The binding of [3H]spiroperidol to rat coronal sections in vitro was investigated using two procedures: swabbing studies, in which the tissue sections are wiped from the microscope slides after incubation in the presence of [3H]spiroperidol, and autoradiographic studies, in which the autoradiographic negatives are analyzed using computer-assisted densitometry. In the swabbing studies, the pharmacological and kinetic properties of butaclamol-displaceable binding were investigated, and the following results suggest that [3H]spiroperidol binds specifically to only a single site within the basal forebrain of tissue sections and that the site is the dopamine D-2 receptor. The pseudo-first order and first order plots for the rate of association to and dissociation from tissue sections appeared to be linear. Dopamine antagonists, such as haloperidol and butaclamol, were much more effective than dopamine agonists or the serotonin S-2 ligand, ketanserin, in inhibiting [3H]spiroperidol binding. The ability of dopamine agonists to inhibit [3H]spiroperidol binding was markedly reduced by the guanine nucleotide, Gpp(NH)p.

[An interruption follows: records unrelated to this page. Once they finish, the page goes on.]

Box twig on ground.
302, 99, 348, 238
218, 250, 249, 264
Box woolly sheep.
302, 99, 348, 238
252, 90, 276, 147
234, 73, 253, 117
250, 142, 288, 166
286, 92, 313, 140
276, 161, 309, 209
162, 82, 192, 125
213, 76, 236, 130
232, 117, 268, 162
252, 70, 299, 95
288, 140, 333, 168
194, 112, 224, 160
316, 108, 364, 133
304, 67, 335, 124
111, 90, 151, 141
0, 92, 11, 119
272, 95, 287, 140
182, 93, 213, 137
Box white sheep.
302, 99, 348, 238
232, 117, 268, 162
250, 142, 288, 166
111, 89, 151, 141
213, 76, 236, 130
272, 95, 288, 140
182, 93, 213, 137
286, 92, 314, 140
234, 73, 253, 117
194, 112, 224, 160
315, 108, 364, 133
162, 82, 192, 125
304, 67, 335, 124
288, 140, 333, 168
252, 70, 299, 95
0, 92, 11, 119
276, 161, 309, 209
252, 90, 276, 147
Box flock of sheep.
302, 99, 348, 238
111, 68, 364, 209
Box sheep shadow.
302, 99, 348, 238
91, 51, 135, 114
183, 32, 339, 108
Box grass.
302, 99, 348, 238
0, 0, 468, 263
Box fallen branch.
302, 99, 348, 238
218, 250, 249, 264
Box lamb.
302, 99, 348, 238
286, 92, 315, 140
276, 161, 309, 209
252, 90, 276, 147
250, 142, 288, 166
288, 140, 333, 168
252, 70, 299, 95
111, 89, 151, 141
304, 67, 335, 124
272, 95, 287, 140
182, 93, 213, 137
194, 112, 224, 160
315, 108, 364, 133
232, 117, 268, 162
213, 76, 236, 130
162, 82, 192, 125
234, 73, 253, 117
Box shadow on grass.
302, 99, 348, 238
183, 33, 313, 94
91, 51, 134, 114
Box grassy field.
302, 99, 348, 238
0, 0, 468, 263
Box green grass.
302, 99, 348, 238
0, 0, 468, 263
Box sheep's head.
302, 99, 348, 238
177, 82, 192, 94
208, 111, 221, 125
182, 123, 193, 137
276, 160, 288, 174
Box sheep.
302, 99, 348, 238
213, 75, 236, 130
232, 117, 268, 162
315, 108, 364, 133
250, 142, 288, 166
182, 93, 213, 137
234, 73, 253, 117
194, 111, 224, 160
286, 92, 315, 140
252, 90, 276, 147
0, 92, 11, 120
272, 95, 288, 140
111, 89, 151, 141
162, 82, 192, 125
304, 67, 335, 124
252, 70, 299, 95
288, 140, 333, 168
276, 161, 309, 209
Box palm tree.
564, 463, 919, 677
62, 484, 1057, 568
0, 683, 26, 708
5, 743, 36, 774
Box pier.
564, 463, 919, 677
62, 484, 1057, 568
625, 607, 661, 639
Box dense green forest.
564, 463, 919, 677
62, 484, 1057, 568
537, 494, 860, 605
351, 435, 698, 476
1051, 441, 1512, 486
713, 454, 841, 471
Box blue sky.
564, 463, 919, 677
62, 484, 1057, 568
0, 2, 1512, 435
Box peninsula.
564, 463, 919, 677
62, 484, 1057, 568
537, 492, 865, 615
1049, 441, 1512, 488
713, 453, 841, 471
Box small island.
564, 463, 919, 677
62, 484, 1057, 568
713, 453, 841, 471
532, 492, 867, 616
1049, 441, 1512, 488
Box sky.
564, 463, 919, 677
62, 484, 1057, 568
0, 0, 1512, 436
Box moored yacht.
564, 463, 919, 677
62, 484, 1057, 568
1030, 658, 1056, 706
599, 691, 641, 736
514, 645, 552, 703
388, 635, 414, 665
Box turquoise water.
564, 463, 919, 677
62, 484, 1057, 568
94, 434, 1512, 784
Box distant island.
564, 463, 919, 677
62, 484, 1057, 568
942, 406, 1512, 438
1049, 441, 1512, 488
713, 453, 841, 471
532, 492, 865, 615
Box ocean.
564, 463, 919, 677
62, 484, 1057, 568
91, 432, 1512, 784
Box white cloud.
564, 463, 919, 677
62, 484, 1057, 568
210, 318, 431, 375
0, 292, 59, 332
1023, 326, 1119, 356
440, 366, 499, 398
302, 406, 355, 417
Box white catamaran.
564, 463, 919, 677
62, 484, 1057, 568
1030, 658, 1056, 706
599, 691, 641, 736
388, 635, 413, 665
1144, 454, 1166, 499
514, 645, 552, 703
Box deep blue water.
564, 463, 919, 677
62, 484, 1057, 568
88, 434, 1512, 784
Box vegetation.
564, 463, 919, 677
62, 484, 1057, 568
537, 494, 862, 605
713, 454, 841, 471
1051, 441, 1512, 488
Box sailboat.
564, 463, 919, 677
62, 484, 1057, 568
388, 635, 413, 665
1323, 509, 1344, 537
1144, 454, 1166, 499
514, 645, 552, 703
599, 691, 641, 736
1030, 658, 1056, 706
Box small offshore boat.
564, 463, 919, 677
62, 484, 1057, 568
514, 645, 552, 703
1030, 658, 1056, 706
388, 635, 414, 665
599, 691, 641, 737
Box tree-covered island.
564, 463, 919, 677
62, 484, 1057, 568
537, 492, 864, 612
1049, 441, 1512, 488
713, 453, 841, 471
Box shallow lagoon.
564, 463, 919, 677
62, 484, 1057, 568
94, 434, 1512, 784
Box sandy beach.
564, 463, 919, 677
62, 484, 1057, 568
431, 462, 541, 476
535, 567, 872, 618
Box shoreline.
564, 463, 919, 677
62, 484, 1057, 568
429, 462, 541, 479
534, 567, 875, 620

Saturation analysis of specific [3H]spiroperidol binding revealed a Kd and Bmax of 0.93 nM and 447 fmol/mg protein, and a Hill coefficient of 1.05. The findings are also compatible with the possibility that [3H]spiroperidol binds to several sites that have identical affinities for this ligand. Densitometric studies were used to assess the effect of lesions on [3H]spiroperidol binding in the neostriatum. Intrastriatal injection of kainic acid substantially reduced 1 microM (+)--butaclamol-displaceable binding, indicating that the receptors are in large part on intrinsic striatal neurons. Neostriatal [3H]spiroperidol binding was investigated 7 days after destruction of the mesotelencephalic dopamine system by the ventral tegmental injection of 6-hydroxydopamine. As determined by saturation analysis, the average values for Kd and Bmax were 0.66 nM and 1212 fmol/mg protein in the intact striatum, and 0.82 nM and 1504 fmol/mg in the denervated striatum. The finding of a significant 23.8% increase in receptor density by the end of the first postoperative week, a period during which behavioral supersensitivity to apomorphine increases rapidly, supports the hypothesis that a proliferation of D-2 receptors underlies the behavioral manifestations of denervation supersensitivity.